Cambios que liberan

Y conoceréis la verdad, y la verdad os hará libres.

Juan 8:32

El cambio que Dios obra en nosotros no es para limitarnos, sino para liberarnos. Muchas veces, estamos atrapados en patrones de pensamiento o comportamiento que nos impiden vivir en plenitud. Pero cuando permitimos que la verdad de Dios transforme nuestras vidas, experimentamos una libertad que solo Él puede dar.

Jesús le dijo: —Ve a llamar a tu marido y vuelve acá. La mujer le contestó:—No tengo marido.

Jesús le dijo: —Bien dices que no tienes marido;  porque has tenido cinco maridos, y el que ahora tienes no es tu marido. Es cierto lo que has dicho.

Juan 4: 16-18  DHH

La mujer samaritana en el pozo es un ejemplo poderoso de cambio. Cuando se encontró con Jesús, ella estaba atrapada en una vida marcada por el rechazo y las malas decisiones. Pero al escuchar la verdad de Jesús, su vida cambió radicalmente. Hay algo que me llama mucho la atención y es la rapidez con la que habló de su vida y las malas decisiones que había tomado: “No tengo marido”… no mintió, aunque solo reconoció una parte. Y a la vez parece que estaba totalmente predispuesta al cambio, no se resistió. Tenía una sed interior por la verdad. ¿Cuántos aspectos de su vida tendría que modificar? Imagino que demasiados… La clave fue creer en Jesús, en su promesa, en quién era Él y lo que eso significaba.

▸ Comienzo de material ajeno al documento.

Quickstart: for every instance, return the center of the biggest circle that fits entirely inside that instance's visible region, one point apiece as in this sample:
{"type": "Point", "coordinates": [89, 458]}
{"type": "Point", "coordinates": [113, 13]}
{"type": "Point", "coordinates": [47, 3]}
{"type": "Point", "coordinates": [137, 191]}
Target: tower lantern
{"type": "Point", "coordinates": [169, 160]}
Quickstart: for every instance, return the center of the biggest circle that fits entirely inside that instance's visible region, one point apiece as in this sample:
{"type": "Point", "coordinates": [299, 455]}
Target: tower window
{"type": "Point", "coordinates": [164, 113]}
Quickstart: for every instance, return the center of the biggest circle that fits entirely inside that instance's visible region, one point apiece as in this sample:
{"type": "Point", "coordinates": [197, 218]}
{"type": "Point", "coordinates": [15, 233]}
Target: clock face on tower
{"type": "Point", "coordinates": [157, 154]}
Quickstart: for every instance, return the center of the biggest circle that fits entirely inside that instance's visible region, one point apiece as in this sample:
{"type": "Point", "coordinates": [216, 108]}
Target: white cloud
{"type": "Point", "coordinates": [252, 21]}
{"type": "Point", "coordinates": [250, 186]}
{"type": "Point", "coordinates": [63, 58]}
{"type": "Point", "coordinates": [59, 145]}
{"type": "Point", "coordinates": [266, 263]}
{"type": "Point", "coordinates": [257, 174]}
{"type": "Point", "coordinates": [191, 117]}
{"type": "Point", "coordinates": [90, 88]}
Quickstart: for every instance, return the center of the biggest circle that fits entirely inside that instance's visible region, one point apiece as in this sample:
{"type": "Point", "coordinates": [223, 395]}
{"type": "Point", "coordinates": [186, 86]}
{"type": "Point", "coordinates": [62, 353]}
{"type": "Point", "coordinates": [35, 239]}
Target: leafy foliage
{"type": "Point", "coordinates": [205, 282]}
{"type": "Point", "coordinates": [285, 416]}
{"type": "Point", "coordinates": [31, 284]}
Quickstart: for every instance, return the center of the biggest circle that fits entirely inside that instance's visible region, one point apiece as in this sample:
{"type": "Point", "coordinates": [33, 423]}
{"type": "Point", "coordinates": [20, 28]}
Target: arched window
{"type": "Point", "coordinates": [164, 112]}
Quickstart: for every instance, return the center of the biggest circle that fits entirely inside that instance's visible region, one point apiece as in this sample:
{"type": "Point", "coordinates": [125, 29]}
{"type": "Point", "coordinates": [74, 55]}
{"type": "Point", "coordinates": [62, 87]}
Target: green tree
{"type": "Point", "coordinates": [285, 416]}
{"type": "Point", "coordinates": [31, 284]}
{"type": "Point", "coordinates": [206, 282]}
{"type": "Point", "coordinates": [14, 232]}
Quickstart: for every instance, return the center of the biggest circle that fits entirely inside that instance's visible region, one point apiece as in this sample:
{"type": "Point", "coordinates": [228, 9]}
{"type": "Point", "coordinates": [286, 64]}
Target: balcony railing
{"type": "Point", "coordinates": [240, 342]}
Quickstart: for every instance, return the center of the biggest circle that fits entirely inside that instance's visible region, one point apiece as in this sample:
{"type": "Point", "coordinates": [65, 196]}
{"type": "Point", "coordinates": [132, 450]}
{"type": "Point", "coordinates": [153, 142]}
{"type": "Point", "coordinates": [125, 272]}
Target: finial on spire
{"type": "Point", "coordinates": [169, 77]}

Dejó su vasija y fue a compartir con otros lo que había experimentado. Volvió a la ciudad gritando: ¡Quiero cambiar y encontré quién va a ayudarme! No solo hay que tener el valor de hacer cambios, también hay que ser capaz de demostrarlos públicamente.

¿Quién se anima a decidir, al menos intentar, dejar de mentir y decirlo a los cuatro vientos? Hay cambios que requieren un riesgo mayor… Al encontrarse con Jesús la mujer fue libre de sus engaños, frustraciones, vergüenza, y creo que de amar por conveniencia.

Decidió públicamente confesar….

La mujer dejó su cántaro y se fue al pueblo, donde dijo a la gente:  —Vengan a ver a un hombre que me ha dicho todo lo que he hecho. ¿No será éste el Mesías?

Seguramente no era un secreto, pero el decirlo y reconocerlo era fundamental para el cambio que comenzó ese día. Cuando permitimos que la verdad de Dios nos transforme, somos liberados para vivir en la plenitud de Su plan.